作者:货币探险家
The gold market continues to frustrate investors as it has now experienced its second single-day drop of 4% since the US and Israel began their war against Iran—a war that is creating significant economic uncertainty and driving up energy prices and inflation.
Spot gold is currently trading around $4,656 per ounce, its lowest level since the sharp sell-off following its record high of nearly $5,600 in January.
Although gold prices may continue to decline in the short term, a fund manager said,It is precisely during these periods of correction and short-term volatility that investors can make real profits, as growing government debt and limited central bank action will continue to support long-term gold price increases.
In an interview with Kitco News, Tavi Costa, founder and CEO of Azuria Capital, stated that...He believes the current pullback in gold prices is just noise, and that precious metals are in what he considers a larger, still-early bull market—a bull market increasingly driven by structural forces reshaping the mining industry and the global economy itself.
Costa stated that although gold is facing pressure from tightening liquidity and shifting interest rate expectations, macroeconomic fundamentals remain strong in supporting gold prices.
"The probability of this cycle ending is zero,"He said.
He explained that he believes the key driver behind gold's long-term price movement is not short-term market sentiment, but rather the unsustainability of global debt. Governments, especially the US government, are facing rising interest costs, which are crowding out other forms of spending. Therefore, he expects policymakers to prioritize lowering interest rates—regardless of inflation data or traditional economic signals—to alleviate the debt burden. He believes this shift will be a strong tailwind for gold.
Costa made these remarks as the US government debt has now exceeded $39 trillion. A growing number of market participants anticipate that the cost of a war with Iran will further exacerbate the situation.US debt could reach $40 trillion by fall..
This macro framework was also the core theme of Costa's speech at the Exploration and Developers Association of Canada (PDAC) 2026 Annual Conference, where he outlined what he believes to be a historic turning point for hard assets.
Costa stated that even with gold's outstanding performance last year, the sector remains undervalued and under-allocated relative to the scale of the opportunity. He pointed out that today, U.S. gold reserves account for only about 3% of federal debt, compared to approximately 51% in the 1940s.
He believes this imbalance highlights how much room there is for gold prices to be repriced if governments begin to rebuild reserves or restore confidence in their balance sheets.
At the same time, he believes a major structural shift is underway in global reserve management. Many countries—especially emerging market countries—are increasingly turning to gold and reducing their reliance on US Treasury bonds. This trend, coupled with the possibility of a prolonged weakening of the US dollar, reinforces his bullish outlook on precious metals.
“In this situation, many people tend to think in the short term and believe that the basic logic has changed,” he said."But this is your time to accumulate wealth. You should buy more when prices fall. This is the time for those with strong convictions to buy, not sell—and that's who I am."
However, Costa's belief extends beyond gold to mining stocks as well. He stated that the industry is in "the early stages of a major cycle," with capital flows poised to accelerate.
He believes thatOne of the most striking aspects of the current market is the disconnect between metal prices and mining valuations.Even with soaring gold and silver prices, many producers are trading at relatively modest valuation multiples, and in some cases, their profit margins are comparable to those of tech companies, while their production costs are far below current metal prices.
Costa attributed this valuation gap to investors' skepticism about the sustainability of rising precious metal prices, but he said such skepticism was unfounded.
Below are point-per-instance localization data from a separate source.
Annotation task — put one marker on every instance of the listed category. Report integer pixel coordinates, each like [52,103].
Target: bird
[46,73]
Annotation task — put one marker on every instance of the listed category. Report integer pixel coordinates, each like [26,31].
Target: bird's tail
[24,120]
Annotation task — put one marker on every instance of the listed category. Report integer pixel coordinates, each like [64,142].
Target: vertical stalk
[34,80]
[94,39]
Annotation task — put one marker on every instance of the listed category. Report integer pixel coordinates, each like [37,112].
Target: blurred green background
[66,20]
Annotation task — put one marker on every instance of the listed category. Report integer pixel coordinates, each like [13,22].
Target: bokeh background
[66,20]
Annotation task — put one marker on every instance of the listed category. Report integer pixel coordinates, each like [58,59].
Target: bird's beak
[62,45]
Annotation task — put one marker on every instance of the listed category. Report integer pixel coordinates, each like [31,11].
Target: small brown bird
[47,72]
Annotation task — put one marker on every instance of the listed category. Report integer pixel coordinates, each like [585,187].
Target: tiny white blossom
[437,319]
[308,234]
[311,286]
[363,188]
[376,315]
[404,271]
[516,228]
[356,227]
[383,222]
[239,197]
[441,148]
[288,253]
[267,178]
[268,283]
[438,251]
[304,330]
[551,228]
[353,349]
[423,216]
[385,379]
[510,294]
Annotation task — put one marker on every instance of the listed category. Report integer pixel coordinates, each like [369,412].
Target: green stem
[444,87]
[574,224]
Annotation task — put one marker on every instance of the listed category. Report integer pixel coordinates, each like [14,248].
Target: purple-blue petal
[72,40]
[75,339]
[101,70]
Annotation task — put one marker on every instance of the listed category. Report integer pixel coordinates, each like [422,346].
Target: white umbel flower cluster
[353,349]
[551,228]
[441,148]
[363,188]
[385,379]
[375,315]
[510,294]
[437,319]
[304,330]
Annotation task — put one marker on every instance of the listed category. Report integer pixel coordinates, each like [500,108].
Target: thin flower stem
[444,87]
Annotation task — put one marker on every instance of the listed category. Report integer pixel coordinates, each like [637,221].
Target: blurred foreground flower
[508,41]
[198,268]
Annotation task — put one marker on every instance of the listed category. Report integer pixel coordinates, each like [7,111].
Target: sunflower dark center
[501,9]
He explained that supply constraints across the mining industry are becoming increasingly severe and are unlikely to be resolved quickly.
According to data highlighted by Costa at PDAC, the industry has made almost no major discoveries in the past two years—an unprecedented situation in the history of modern mining.
After years of underinvestment in exploration and development, the shortage of new mineral deposits has become a prominent issue. Capital expenditure across the commodities industry has been significantly constrained since the last cycle, limiting future supply reserves. Therefore, Costa believes that...The industry is entering a prolonged period of tight supply and structurally high prices.